Technically you should be able to grind before leaping into folders, but I know I'm the impatient type so:
Grinding stages:
A: edge marked
B: grinding down to the edge at a coarse angle - this will mean your grit won't be hitting a perpendicular face and dulling your belt faster than necessary
C: Full hollow grind - the rough grind you did previously makes this easy to see and work down to. I only grind about 90% so you still want to see a little of the coarse angle.

Coarse angle:

From the edge:

Pre-hardening grind. I still need to crisp up the line and raise it a little but it's a good start, not much to fix. Note the thin silver line along the edge - that's what's left of the coarse angle I ground on earlier:

Gareth Bull 29-12-2013 12:35 PM

Time to switch on the kiln! THIS was one of my best investments, not only does doing my own heat treat appeal to the OCD voice in my head but I can harden a blade up on a Friday night - might be a bit of a nerd.... oh well.
Green number is the kiln's current temperature, the red number is the target temperature. Little red ligh shows the elements are on :)

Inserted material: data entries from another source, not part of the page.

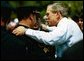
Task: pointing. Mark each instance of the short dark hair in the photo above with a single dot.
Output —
(5, 13)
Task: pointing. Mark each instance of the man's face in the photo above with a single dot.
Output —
(51, 18)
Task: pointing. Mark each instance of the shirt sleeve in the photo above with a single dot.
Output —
(55, 37)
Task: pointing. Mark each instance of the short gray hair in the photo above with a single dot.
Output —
(59, 7)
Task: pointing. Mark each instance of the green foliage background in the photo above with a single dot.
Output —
(75, 8)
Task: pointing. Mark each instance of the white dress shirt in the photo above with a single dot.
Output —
(66, 34)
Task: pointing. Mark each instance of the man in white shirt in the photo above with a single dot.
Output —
(64, 35)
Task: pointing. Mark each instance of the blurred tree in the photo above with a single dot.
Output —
(75, 8)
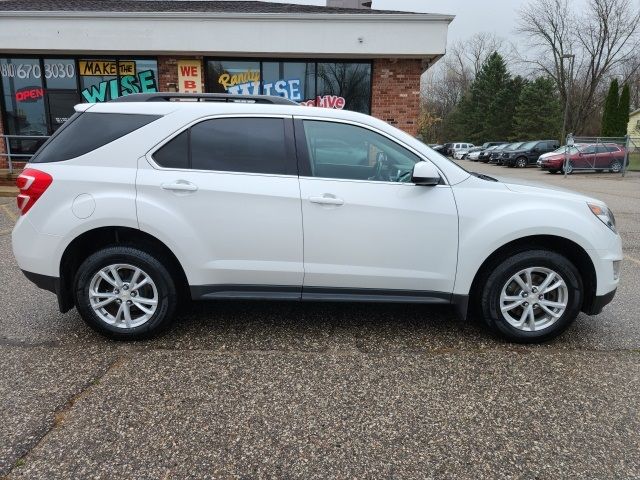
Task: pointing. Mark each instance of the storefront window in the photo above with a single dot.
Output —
(60, 73)
(237, 77)
(23, 102)
(331, 85)
(102, 80)
(345, 82)
(293, 80)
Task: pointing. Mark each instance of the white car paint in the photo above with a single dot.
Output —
(239, 228)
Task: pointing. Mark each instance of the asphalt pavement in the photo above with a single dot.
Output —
(289, 390)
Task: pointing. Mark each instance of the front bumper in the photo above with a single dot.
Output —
(50, 284)
(598, 303)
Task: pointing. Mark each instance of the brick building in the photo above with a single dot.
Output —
(57, 53)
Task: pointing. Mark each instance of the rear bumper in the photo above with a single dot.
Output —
(51, 284)
(45, 282)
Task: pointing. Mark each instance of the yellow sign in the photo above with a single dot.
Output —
(229, 80)
(106, 67)
(189, 76)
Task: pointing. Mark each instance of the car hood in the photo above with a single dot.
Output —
(539, 188)
(556, 156)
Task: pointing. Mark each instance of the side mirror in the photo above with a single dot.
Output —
(426, 174)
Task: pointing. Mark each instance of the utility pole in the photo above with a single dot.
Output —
(569, 87)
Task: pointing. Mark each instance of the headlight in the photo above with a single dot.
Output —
(604, 214)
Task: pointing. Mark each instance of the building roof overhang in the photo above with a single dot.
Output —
(215, 33)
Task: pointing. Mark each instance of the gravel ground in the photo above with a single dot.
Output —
(286, 390)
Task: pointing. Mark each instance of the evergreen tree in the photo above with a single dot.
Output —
(538, 114)
(624, 107)
(610, 113)
(485, 112)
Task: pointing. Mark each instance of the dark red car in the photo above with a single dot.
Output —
(599, 157)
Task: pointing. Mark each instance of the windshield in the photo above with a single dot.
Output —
(528, 145)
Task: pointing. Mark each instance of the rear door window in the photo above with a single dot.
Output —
(88, 131)
(249, 145)
(241, 145)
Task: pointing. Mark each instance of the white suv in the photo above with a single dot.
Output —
(137, 203)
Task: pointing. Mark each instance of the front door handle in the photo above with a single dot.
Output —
(180, 186)
(327, 199)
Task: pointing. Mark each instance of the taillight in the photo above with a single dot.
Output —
(32, 183)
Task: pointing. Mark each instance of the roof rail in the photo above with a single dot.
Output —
(204, 97)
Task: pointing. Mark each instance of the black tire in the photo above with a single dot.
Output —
(615, 166)
(500, 273)
(167, 296)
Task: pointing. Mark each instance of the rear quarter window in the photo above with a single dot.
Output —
(86, 132)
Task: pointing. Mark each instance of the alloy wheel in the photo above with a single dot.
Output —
(123, 296)
(615, 166)
(534, 299)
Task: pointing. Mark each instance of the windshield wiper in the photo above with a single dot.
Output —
(483, 176)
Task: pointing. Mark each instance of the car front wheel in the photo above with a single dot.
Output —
(125, 293)
(532, 296)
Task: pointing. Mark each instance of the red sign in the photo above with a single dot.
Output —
(29, 94)
(328, 101)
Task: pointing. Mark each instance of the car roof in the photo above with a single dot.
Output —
(223, 108)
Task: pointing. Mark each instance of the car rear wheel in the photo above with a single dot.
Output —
(125, 293)
(532, 296)
(615, 166)
(521, 162)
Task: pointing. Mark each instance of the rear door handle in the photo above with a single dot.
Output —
(180, 186)
(327, 200)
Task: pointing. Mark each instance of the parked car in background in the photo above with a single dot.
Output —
(528, 153)
(474, 153)
(495, 152)
(484, 154)
(599, 157)
(557, 151)
(486, 145)
(446, 149)
(470, 151)
(496, 156)
(459, 149)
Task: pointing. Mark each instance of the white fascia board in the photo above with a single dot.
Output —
(278, 35)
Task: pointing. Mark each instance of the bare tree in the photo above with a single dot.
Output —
(603, 39)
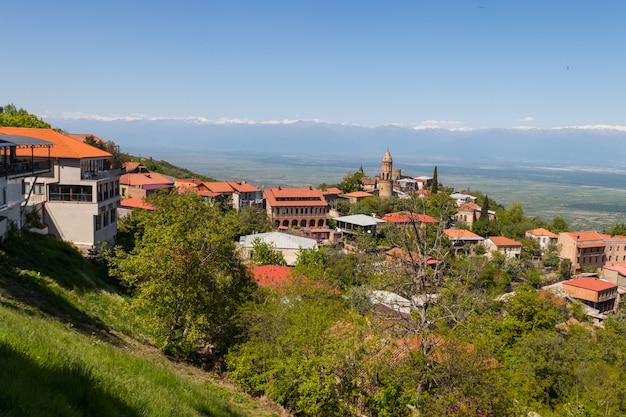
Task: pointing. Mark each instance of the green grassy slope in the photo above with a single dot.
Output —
(69, 346)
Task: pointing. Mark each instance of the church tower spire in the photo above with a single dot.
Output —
(385, 188)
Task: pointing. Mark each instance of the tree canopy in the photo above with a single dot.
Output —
(185, 275)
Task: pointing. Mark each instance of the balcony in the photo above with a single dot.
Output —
(100, 175)
(34, 166)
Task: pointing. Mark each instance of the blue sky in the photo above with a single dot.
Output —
(459, 64)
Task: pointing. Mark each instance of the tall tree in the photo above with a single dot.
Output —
(185, 274)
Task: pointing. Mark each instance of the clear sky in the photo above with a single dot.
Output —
(465, 64)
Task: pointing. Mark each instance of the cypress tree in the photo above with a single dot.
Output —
(434, 188)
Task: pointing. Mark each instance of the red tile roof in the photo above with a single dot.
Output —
(294, 197)
(500, 241)
(357, 194)
(582, 235)
(272, 275)
(593, 284)
(408, 217)
(542, 232)
(136, 202)
(461, 234)
(140, 180)
(64, 146)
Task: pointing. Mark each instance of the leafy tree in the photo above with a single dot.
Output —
(617, 229)
(264, 254)
(14, 117)
(352, 182)
(251, 220)
(434, 189)
(184, 272)
(558, 225)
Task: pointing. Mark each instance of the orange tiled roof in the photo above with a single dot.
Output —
(188, 182)
(294, 197)
(243, 187)
(542, 232)
(593, 284)
(582, 235)
(461, 234)
(139, 179)
(504, 241)
(407, 217)
(357, 194)
(469, 207)
(64, 146)
(331, 190)
(136, 202)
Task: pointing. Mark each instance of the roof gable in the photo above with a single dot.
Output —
(64, 146)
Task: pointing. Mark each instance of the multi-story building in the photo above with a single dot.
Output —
(296, 207)
(79, 197)
(237, 194)
(543, 236)
(583, 249)
(13, 170)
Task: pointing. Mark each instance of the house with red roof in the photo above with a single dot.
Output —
(543, 236)
(303, 207)
(407, 217)
(463, 241)
(615, 274)
(355, 196)
(509, 247)
(80, 196)
(13, 170)
(583, 249)
(237, 194)
(596, 293)
(142, 184)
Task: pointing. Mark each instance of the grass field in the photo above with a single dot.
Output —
(69, 347)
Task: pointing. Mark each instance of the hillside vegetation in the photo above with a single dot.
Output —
(69, 346)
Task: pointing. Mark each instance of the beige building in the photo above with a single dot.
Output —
(596, 293)
(508, 247)
(288, 245)
(583, 249)
(543, 236)
(296, 207)
(80, 196)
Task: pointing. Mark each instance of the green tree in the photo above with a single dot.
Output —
(352, 183)
(14, 117)
(558, 225)
(617, 229)
(184, 273)
(264, 254)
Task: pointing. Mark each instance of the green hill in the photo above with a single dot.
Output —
(69, 346)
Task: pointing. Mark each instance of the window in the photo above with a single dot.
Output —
(59, 192)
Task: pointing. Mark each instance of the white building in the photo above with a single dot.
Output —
(80, 196)
(13, 170)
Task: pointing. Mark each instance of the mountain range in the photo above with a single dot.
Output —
(598, 148)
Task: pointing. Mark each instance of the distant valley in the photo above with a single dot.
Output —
(575, 173)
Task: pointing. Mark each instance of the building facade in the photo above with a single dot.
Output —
(79, 197)
(296, 207)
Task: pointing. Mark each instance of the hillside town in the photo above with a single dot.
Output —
(56, 183)
(381, 292)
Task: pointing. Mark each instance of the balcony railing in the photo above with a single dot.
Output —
(99, 175)
(26, 168)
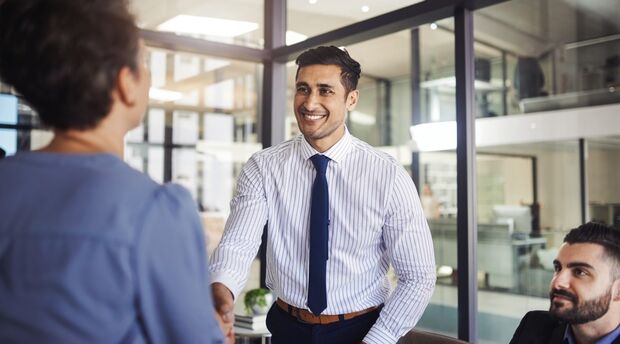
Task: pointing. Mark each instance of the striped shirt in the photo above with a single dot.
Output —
(376, 219)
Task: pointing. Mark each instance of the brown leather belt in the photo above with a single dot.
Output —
(305, 316)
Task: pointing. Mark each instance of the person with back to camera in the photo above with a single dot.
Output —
(338, 212)
(91, 250)
(584, 292)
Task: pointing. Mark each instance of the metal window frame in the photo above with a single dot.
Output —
(272, 108)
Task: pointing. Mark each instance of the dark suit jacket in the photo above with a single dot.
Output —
(540, 327)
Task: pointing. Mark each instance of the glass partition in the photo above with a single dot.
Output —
(307, 18)
(237, 22)
(556, 54)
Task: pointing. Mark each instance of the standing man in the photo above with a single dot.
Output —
(338, 214)
(584, 292)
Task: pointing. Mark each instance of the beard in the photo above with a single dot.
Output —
(581, 312)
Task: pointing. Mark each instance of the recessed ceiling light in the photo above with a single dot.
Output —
(163, 95)
(207, 26)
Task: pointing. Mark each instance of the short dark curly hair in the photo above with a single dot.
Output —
(63, 56)
(600, 234)
(331, 55)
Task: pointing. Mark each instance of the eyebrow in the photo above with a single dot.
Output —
(303, 83)
(575, 264)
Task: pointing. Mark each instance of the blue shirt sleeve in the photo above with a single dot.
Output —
(174, 294)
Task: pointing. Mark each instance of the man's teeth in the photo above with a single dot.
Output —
(314, 117)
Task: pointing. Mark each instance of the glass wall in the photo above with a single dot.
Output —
(238, 22)
(557, 61)
(560, 54)
(383, 118)
(303, 15)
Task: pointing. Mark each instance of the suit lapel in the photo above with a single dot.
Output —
(557, 336)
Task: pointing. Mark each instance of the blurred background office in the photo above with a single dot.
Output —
(547, 102)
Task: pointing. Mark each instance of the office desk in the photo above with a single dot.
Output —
(500, 254)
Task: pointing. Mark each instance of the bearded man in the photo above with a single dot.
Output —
(584, 292)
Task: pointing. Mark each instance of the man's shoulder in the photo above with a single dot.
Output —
(539, 327)
(283, 148)
(366, 151)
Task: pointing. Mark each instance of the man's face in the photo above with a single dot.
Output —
(581, 288)
(321, 103)
(143, 77)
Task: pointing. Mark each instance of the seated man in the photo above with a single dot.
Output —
(584, 292)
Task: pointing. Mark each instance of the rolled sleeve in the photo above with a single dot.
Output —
(410, 249)
(233, 256)
(174, 295)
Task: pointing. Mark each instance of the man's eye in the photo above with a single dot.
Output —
(580, 272)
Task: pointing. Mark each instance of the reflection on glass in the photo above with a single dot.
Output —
(234, 22)
(553, 64)
(310, 18)
(8, 141)
(185, 127)
(528, 198)
(383, 117)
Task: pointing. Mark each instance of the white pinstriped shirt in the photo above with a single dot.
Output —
(376, 220)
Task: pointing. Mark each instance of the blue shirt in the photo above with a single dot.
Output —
(92, 251)
(608, 339)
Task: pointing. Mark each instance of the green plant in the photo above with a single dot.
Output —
(255, 297)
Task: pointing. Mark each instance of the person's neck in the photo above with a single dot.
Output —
(324, 144)
(98, 140)
(589, 333)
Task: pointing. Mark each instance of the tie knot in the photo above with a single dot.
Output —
(320, 163)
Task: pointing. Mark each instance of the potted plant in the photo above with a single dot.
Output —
(257, 301)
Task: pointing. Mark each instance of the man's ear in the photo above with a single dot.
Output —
(352, 100)
(616, 290)
(126, 85)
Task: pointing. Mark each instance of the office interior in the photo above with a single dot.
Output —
(545, 94)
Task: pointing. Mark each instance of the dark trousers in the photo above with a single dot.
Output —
(285, 328)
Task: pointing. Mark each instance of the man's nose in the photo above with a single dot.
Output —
(312, 101)
(561, 280)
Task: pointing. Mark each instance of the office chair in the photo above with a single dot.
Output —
(422, 337)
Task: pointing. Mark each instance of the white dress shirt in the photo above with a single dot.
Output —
(376, 219)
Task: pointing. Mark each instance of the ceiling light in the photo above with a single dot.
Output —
(186, 24)
(293, 37)
(162, 95)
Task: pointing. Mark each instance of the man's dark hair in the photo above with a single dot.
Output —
(63, 56)
(350, 69)
(600, 234)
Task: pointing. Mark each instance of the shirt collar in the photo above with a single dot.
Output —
(336, 153)
(608, 339)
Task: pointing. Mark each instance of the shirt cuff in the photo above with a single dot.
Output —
(379, 335)
(228, 281)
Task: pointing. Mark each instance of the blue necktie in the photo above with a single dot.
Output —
(319, 220)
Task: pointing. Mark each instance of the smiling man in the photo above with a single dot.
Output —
(584, 292)
(338, 214)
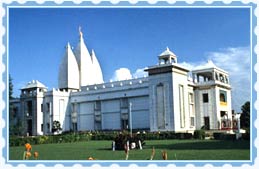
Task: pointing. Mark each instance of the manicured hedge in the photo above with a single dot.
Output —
(224, 136)
(67, 137)
(199, 134)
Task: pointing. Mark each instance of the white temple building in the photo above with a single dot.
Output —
(166, 100)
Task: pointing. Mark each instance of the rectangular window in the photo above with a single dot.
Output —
(205, 97)
(191, 100)
(48, 107)
(41, 107)
(181, 106)
(124, 102)
(29, 108)
(192, 121)
(223, 97)
(97, 105)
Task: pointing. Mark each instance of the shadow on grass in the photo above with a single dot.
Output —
(202, 145)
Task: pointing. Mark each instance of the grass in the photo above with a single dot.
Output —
(176, 150)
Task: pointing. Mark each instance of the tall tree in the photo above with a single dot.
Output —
(10, 87)
(245, 116)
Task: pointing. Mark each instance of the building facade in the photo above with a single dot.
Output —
(165, 100)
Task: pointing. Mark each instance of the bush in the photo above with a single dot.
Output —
(199, 134)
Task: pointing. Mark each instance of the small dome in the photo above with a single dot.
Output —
(167, 52)
(34, 84)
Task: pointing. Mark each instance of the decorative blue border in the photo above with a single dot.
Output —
(4, 161)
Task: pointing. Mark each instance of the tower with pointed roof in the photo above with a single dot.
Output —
(89, 68)
(68, 77)
(213, 95)
(167, 57)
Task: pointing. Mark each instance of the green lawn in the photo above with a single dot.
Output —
(176, 150)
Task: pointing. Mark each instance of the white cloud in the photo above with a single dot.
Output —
(121, 74)
(236, 61)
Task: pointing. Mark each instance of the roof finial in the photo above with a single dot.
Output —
(80, 31)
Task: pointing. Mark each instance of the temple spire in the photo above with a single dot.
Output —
(80, 31)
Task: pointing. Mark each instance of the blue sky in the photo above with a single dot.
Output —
(129, 38)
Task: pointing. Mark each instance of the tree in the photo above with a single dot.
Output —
(245, 116)
(10, 87)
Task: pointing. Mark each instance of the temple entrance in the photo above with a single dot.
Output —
(29, 127)
(206, 123)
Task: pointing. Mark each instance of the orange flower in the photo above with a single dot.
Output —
(36, 155)
(164, 155)
(90, 158)
(28, 147)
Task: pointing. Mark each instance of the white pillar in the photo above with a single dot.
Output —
(130, 104)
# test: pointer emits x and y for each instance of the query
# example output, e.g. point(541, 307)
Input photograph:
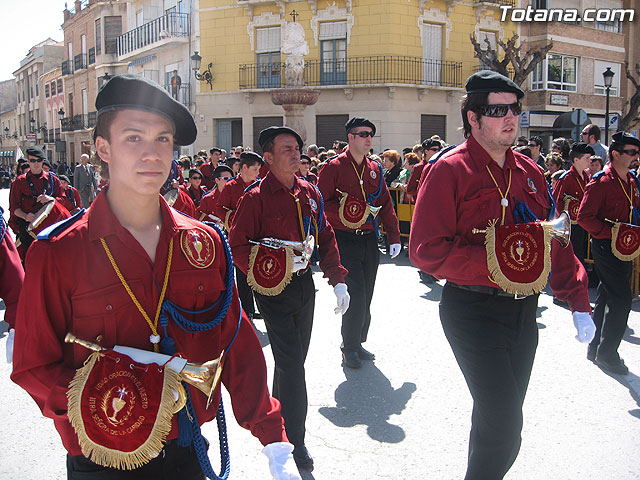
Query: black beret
point(582, 148)
point(359, 122)
point(35, 152)
point(250, 158)
point(272, 132)
point(129, 91)
point(623, 138)
point(487, 81)
point(217, 172)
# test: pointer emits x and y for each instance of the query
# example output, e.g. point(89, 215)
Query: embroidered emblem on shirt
point(198, 246)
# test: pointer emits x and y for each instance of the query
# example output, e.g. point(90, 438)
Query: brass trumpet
point(304, 248)
point(204, 376)
point(560, 228)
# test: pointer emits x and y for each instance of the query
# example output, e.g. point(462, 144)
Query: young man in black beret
point(611, 197)
point(133, 258)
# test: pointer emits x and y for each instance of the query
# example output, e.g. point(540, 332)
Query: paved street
point(406, 416)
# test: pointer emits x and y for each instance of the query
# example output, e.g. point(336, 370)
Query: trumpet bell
point(561, 228)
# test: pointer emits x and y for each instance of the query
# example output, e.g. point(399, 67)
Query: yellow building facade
point(401, 63)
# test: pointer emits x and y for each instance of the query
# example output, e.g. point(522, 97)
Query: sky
point(23, 24)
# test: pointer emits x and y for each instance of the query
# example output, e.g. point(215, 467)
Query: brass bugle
point(204, 376)
point(560, 228)
point(304, 248)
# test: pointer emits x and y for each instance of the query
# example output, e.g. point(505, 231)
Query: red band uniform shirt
point(94, 305)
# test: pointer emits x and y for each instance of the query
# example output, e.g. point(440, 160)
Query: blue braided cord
point(199, 444)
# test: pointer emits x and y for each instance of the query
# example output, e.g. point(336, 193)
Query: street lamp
point(206, 76)
point(608, 79)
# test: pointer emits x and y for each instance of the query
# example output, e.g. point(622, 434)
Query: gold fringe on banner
point(615, 230)
point(346, 222)
point(277, 289)
point(501, 280)
point(112, 458)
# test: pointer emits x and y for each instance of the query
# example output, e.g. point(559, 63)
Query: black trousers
point(289, 319)
point(494, 340)
point(173, 463)
point(614, 292)
point(245, 293)
point(360, 255)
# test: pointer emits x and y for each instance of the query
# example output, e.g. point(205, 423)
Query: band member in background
point(284, 207)
point(484, 184)
point(250, 163)
point(568, 193)
point(29, 192)
point(140, 259)
point(70, 196)
point(206, 210)
point(353, 186)
point(608, 209)
point(195, 190)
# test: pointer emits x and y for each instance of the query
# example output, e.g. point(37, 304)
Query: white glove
point(343, 298)
point(10, 345)
point(585, 327)
point(299, 264)
point(281, 462)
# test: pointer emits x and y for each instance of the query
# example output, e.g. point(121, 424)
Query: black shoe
point(302, 458)
point(351, 359)
point(365, 354)
point(618, 367)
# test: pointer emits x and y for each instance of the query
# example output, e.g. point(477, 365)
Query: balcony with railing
point(181, 93)
point(79, 62)
point(67, 67)
point(376, 70)
point(172, 27)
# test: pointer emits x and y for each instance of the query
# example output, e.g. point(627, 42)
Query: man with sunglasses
point(611, 196)
point(493, 333)
point(354, 174)
point(29, 192)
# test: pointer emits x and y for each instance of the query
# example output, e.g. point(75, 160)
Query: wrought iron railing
point(171, 24)
point(357, 71)
point(181, 93)
point(79, 62)
point(67, 67)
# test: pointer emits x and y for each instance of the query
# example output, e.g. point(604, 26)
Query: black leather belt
point(494, 292)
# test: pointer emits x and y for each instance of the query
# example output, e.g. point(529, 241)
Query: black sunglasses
point(363, 134)
point(631, 152)
point(499, 110)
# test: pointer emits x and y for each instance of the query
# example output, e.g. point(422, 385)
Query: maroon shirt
point(92, 303)
point(11, 277)
point(571, 183)
point(229, 197)
point(459, 195)
point(23, 196)
point(604, 198)
point(339, 174)
point(269, 210)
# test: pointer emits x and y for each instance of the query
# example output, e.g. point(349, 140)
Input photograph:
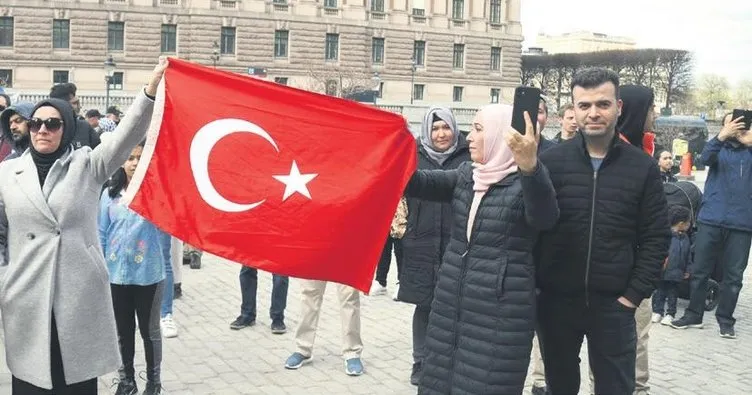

While the kiln is pre-heating I make a stainless steel foil packet - this stuff will cut you faster than anything I know - like a paper-cut on steroids :D I fold an over-sized piece in half then close up the long side first. I do two folds to make it airtight and tap the seam with a rubber mallet to make sure it's tight.

Now one of the ends, again, double folded:

Clean the blade with alcohol before placing in the packet:

Press out as much air as possible (it'll oxidize if you don't, this way the blade comes out a frosted grey that's very easy to polish)

The blade steel I'm using is RWL-34 so I heat to 1050*C and hold for 10 minutes, I then quench between two chilled steel plates (no photos - not enough hands!). As I type this it's chilling in liquid nitrogen overnight and I'll do the first tempering cycle (1 hour at 180*C) in the morning. I'll follow it with 4 more hours in the liquid nitrogen and another tempering cycle.